しかしティアは、何故か勝ち誇ったように笑顔を浮かべている。
「……じゃあね?」
「っやめろぉおおおおッ!!」
――言葉なんて、何の意味もない。
夜斗は、そう思った。
言霊使いではない人の言葉なんて、何の拘束力も、攻撃力も、ましてや守る力も無い。
夜斗が聞いたのは、耳を塞ぎたくなるような鋭く重い音だった。
「……ティア」
力を無くし、ダラリと床に体を投げ出すティア。戦いでできた傷からは尚も血が流れ出している。撃たれた事による血だまりの中に、彼女は横たわっている。まるで赤い薔薇の中で、眠っているようだった。
――ティアが、死んだ……?
怒り、悲しみ、憎悪、恨み、虚無感、喪失感を糧になんとか立ち上がるが、この刀がなければ立ち続ける事もままならない。
「……くそっ、殺してやる。……殺してやる!」
「吠えないでよ。口だけじゃあ負け犬と同レベル。怖くて鳴いてるの? ワンワンッ! あははははっ!」
熱い何かが腹の奥底から込み上げ、刀を振りかぶり、呼斗に斬りかかった。迷いはない。ただ純粋に殺す事だけが目的で刀を握っている。
「うっ……ぐ、あ……っ」
今まではかするのがやっとだったのに、なんとも呆気なく呼斗は刀を受け入れた。彼自身も夜斗も驚き、確かめるように視線を落とす。すると、背後からも刀が突き刺さっていた
「ぐ、あ……ガハッ……?!」
血を吐く呼斗は、忌ま忌ましそうに背後を見る。
「さ……と、はら……?」
「……俺は、仲間が欲しかったんだ。使い捨ての道具じゃなくて、仲間として見て欲しかったのに」
目と口が引きつった表情で、呼斗は笑ってみせた。
「まさか……お前に殺されるなんてね。夜斗も、良かったじゃん。大切な人の……敵討ちがで、きて……!」
血を吐く呼斗の瞳からは、光が消えていく。何度も何度も吐血しては、新しい血だまりをつくった。
「でも、呼斗の勝ち。……夜斗の仲間の一人を、ティアを、殺せ、た、から……呼斗の…勝、ち…………」
悟原が刀を引き抜き、呼斗はその場に倒れ込んだ。もう、二度と動かない。日本人形というのは比喩ではなく、本当になってしまった。最期は敵だったが、やはり悲しみを覚えずにはいられなかった。
ティアの元へ向かおうとするが、夜斗も倒れてしまう。とめどなく溢れる涙で視界が滲んだ。伸ばした手は届かず、力強く床を殴る。
「……くっそ、くそが……! おい、ティアッ……! 目……開けてくれよ……!」
掠れた声は意識を失った仲間にも、死んでしまったティアにも届かない。皮肉な事に、悟原にしかこの声は届かなかった。

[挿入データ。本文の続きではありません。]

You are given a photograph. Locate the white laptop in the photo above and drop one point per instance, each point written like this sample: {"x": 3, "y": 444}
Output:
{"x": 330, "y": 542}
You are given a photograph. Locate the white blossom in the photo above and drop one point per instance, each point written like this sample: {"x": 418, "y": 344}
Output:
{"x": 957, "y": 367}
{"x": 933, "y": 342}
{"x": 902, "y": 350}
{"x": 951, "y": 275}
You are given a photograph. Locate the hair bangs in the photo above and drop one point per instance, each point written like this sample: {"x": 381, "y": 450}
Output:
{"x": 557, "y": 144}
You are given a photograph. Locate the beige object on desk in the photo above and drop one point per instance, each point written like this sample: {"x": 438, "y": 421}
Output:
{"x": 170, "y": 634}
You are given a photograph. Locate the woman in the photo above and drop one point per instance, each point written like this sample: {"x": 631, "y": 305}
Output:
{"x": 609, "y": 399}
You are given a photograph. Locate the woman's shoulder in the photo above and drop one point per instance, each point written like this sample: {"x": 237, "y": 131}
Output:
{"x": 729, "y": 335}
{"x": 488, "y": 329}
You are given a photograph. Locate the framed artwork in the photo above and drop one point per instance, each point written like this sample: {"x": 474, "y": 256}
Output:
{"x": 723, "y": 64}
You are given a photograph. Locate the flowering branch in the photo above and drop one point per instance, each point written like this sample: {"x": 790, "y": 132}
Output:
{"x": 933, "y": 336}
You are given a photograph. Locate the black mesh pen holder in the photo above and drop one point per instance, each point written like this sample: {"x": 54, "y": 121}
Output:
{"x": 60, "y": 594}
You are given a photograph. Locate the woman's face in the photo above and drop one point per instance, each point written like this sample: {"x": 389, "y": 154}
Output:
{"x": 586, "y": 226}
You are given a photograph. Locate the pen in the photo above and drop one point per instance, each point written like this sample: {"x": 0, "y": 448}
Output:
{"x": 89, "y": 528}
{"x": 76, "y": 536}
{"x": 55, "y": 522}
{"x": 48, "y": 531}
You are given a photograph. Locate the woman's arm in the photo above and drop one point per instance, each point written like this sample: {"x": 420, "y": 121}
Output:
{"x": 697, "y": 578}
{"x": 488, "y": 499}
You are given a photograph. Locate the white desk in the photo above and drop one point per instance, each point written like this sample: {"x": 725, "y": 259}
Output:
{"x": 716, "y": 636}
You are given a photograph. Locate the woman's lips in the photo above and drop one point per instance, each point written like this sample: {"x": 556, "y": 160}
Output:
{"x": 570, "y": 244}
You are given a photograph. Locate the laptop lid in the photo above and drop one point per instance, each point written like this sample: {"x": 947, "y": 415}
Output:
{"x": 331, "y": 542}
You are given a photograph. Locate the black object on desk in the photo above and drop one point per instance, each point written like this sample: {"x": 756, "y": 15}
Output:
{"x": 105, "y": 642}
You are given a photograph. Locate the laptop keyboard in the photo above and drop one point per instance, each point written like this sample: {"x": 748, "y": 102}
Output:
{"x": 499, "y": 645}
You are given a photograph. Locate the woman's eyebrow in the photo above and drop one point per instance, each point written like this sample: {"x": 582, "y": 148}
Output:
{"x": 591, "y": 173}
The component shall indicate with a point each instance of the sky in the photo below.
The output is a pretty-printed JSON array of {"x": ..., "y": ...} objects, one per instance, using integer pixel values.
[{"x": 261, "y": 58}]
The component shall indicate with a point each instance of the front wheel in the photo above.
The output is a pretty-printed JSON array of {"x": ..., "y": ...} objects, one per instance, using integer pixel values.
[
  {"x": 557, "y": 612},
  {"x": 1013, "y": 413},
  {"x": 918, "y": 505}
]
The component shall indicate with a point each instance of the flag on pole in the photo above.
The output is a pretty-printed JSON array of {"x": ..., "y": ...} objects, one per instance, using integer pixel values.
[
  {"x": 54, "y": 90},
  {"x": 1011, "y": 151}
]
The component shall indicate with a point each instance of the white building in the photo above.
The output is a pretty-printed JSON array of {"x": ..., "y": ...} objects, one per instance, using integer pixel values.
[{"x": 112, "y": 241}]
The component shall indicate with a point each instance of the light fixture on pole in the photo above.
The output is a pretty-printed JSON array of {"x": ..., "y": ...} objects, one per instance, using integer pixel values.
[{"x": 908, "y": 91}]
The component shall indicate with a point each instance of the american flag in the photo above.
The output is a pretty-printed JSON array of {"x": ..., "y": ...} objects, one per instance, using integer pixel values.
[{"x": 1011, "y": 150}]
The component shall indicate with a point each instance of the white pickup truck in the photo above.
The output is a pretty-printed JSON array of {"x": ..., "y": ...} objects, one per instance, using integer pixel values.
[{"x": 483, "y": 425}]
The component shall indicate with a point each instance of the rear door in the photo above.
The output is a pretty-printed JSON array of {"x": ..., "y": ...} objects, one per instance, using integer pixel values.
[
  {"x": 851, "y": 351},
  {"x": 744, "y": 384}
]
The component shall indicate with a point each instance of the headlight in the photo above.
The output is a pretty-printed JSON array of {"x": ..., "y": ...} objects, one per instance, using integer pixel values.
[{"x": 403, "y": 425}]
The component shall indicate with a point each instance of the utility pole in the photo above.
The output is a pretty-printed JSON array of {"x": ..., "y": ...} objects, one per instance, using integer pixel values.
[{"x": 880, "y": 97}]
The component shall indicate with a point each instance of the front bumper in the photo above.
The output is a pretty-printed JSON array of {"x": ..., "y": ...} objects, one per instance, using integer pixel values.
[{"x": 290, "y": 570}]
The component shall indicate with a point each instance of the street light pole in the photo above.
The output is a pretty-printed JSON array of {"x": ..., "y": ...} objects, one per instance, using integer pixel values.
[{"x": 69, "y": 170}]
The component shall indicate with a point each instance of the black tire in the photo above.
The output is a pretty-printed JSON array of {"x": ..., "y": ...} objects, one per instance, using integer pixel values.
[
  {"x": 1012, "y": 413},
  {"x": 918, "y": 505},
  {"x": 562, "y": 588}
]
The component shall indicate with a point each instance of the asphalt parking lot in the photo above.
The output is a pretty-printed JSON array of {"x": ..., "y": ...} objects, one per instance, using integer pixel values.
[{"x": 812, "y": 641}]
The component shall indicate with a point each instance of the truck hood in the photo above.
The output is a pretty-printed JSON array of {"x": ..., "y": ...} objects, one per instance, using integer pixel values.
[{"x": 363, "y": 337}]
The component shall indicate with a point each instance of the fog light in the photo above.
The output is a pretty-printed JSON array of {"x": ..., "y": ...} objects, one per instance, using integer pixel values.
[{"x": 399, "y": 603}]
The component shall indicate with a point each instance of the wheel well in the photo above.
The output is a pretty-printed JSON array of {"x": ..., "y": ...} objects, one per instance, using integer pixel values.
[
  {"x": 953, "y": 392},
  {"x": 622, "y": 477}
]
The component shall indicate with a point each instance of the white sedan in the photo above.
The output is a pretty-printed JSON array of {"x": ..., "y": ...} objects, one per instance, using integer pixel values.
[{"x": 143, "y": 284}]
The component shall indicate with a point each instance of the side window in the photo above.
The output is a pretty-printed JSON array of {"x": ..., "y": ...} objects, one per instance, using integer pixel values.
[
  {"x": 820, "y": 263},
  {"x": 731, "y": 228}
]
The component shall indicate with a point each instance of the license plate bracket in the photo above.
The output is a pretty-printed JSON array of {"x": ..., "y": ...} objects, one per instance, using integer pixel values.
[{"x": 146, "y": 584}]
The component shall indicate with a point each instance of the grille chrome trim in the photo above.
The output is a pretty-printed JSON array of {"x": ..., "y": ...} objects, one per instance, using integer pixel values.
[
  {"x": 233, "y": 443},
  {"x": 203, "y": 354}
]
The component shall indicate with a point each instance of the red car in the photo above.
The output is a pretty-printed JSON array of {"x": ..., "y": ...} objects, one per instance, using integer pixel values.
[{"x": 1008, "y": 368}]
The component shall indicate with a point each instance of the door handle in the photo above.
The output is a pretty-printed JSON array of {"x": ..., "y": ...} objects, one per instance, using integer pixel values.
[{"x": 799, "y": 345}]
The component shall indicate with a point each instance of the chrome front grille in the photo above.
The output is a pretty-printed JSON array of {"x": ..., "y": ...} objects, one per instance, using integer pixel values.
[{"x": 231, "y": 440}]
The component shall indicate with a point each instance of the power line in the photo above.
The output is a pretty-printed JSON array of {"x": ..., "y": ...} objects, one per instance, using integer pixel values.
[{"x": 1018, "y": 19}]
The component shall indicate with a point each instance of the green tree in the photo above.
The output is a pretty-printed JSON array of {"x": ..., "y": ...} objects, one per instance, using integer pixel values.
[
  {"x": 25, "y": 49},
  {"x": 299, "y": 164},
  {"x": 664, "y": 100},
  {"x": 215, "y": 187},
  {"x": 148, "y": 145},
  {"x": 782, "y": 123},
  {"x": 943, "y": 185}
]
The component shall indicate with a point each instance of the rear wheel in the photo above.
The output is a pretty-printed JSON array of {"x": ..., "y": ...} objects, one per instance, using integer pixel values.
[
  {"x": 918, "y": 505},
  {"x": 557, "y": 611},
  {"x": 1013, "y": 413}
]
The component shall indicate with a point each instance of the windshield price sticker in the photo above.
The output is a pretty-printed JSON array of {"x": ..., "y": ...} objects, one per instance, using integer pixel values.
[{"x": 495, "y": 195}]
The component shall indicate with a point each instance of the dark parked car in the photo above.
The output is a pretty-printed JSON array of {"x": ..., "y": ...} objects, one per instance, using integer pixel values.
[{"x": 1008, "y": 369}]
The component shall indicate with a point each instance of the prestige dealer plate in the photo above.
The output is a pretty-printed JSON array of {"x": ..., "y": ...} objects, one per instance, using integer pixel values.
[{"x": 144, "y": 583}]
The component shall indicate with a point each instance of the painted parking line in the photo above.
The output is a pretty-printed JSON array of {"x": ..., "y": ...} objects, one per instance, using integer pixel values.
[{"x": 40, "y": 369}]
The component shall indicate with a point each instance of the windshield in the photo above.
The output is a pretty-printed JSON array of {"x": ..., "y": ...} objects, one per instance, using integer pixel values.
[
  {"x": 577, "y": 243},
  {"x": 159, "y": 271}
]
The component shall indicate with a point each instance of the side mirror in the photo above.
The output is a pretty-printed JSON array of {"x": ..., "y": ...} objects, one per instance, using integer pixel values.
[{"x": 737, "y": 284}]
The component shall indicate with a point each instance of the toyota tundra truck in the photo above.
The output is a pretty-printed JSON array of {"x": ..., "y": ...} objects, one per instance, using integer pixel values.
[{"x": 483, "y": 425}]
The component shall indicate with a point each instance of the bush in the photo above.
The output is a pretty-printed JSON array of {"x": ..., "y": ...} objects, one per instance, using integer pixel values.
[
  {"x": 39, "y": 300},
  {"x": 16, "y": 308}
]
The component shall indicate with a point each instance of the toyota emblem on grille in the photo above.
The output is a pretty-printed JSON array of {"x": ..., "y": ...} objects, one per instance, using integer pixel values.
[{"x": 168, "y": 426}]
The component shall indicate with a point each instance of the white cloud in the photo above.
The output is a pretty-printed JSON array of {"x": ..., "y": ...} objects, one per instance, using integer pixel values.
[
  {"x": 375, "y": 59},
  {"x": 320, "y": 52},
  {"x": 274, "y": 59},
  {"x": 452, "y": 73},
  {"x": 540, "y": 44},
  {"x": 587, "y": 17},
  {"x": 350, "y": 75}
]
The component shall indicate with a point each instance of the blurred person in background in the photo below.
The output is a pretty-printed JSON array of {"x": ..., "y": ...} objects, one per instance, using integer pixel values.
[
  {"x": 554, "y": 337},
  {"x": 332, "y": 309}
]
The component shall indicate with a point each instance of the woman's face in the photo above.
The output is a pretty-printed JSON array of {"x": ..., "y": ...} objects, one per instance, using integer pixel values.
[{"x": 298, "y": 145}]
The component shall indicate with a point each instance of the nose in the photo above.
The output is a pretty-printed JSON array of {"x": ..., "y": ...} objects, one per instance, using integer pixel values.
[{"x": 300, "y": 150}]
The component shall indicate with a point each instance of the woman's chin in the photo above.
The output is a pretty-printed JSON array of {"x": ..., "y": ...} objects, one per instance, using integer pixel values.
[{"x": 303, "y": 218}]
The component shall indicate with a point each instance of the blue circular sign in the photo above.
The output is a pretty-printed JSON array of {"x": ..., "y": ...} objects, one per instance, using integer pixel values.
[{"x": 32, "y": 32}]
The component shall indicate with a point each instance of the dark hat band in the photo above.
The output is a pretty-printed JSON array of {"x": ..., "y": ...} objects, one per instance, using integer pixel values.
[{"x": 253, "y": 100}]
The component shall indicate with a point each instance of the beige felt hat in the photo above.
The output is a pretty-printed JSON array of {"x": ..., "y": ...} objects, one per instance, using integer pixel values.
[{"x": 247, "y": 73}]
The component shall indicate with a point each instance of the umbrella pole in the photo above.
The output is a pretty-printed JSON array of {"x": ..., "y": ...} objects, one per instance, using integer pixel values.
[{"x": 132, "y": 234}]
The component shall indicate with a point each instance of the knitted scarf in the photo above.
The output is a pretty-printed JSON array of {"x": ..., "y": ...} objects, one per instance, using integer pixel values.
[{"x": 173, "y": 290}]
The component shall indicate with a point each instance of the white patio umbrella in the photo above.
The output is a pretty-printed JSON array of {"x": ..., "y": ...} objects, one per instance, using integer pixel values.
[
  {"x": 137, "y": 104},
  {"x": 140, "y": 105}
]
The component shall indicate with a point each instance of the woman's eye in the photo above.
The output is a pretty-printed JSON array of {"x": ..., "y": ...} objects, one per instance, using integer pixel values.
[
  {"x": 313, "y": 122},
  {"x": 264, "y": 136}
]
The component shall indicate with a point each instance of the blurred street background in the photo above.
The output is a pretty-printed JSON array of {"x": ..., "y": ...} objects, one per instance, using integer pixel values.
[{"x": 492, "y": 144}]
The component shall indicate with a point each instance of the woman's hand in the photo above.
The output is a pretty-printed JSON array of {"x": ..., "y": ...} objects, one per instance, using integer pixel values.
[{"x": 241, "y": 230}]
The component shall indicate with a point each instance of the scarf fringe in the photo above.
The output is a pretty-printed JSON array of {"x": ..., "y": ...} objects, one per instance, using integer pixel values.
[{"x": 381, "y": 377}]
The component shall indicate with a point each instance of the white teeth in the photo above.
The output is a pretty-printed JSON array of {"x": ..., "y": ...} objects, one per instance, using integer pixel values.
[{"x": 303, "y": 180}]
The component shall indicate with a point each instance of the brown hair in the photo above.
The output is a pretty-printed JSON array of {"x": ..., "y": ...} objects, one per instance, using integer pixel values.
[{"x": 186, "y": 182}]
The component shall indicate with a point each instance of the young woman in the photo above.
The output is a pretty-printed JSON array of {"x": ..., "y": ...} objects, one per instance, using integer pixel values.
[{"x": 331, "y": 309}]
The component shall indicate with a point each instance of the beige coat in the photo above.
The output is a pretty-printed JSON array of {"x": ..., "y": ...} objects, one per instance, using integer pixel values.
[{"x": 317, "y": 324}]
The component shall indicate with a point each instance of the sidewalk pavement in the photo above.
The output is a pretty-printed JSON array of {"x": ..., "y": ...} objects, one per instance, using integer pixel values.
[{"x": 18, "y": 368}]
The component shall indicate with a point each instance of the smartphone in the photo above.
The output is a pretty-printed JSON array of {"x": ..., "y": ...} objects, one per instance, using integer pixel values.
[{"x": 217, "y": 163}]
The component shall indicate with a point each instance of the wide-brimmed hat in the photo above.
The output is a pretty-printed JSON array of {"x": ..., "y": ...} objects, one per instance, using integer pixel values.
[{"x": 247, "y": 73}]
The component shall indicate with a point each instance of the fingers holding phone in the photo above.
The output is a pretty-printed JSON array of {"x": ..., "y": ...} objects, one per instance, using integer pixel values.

意識が遠いていくのを必死に止めようと腕の力で前に進むが、それも三歩にも満たないほどの距離で夜斗も意識を失ってしまった。
それから数秒後、悟原は口を開き、ティアの方を見た。
「……やあ、久しぶり」
この場にはもう口がきける相手はいないはずなのに、彼は、見えない誰かにそう話しかけた。